Warning: this is not about Ham Radio
philmt59 at aol.com
Sun May 6 11:02:15 CDT 2012
On 6 May 2012, at 14:58, Mike O'Dell wrote:
> In high school, much to the annoyance of my
> "guidance counselor", I took Metal Shop where
> i learned to weld (gas & arc), run a lathe, and
> rebuilt a reciprocating shaper.
>> In secondary school, much to the annoyance of my geography master, I took Ordinary Level Engineering Design where I learned applied maths, technical drawing (the only sort of art I can do), correct drill speeds and lubrication, grinding the correct rake angles on a lathe tool and aluminium foundry work among others.
> Of all the classes I took in high school, that one had
> the furthest-reaching impact of any outside math.

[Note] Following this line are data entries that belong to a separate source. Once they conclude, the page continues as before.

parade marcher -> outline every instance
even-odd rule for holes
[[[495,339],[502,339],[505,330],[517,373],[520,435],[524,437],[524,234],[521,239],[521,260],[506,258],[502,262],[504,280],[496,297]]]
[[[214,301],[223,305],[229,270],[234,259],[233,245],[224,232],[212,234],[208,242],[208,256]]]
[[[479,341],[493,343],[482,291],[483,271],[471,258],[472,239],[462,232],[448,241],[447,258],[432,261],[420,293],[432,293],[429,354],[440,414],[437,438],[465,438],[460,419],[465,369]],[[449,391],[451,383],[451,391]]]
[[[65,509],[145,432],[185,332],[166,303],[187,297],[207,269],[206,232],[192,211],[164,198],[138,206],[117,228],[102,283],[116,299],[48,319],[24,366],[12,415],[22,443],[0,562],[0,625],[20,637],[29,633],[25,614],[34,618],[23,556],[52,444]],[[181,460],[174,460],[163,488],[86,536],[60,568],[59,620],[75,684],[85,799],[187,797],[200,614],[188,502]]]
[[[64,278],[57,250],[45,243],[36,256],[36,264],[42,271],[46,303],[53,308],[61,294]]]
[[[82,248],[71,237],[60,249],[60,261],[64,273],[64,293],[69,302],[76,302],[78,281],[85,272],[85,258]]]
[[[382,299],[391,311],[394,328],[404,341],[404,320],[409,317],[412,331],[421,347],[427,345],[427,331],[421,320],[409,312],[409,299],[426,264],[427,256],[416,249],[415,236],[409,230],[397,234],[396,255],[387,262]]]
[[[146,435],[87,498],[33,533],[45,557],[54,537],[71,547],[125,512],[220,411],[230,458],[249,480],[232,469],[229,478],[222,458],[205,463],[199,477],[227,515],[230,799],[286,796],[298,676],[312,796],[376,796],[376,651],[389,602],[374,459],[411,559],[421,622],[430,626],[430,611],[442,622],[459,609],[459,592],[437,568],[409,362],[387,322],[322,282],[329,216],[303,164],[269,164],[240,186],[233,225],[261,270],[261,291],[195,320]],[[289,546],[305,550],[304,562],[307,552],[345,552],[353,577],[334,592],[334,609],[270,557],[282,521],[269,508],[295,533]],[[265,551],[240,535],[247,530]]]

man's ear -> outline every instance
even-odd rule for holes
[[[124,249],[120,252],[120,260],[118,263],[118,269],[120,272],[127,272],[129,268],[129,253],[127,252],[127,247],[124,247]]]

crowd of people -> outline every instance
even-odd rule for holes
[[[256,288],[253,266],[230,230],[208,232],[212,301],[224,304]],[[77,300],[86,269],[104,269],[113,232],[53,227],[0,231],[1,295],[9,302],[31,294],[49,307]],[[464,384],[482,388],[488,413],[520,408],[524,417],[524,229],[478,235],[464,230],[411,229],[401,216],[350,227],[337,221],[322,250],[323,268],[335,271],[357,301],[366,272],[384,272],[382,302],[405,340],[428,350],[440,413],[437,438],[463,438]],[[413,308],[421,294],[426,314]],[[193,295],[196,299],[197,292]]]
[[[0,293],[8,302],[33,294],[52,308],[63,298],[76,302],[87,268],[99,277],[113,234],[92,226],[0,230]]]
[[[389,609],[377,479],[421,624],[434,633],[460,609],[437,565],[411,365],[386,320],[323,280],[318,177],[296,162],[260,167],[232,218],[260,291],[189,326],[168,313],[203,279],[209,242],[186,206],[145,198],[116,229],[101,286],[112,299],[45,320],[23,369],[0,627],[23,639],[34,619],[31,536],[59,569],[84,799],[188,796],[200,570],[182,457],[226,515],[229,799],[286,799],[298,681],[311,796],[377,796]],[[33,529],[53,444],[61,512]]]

>> Of all the qualifications I have ever taken, bar none, Engineering Design has been the most useful. I solved a major technical bugbear involving drilling ferrule holes in a brass DIL package in my first job simply by knowing (a) the correct drill bit and speed to use for brass, and (b) that the pillar drill could be adjusted to the correct speed. In my research career, I have built complex apparatus myself. At home, I don't bother returning flat-pack furniture for replacement or refund, I just sigh and fix the problem myself. While my tool-savvy friend carefully designs router templates, I wield a hand-held router by eye and refine the job with hand tools in half the time.
>> Such are the benefits of a pre-1980s Nanny State Health and Safety education. All hail engineering skills!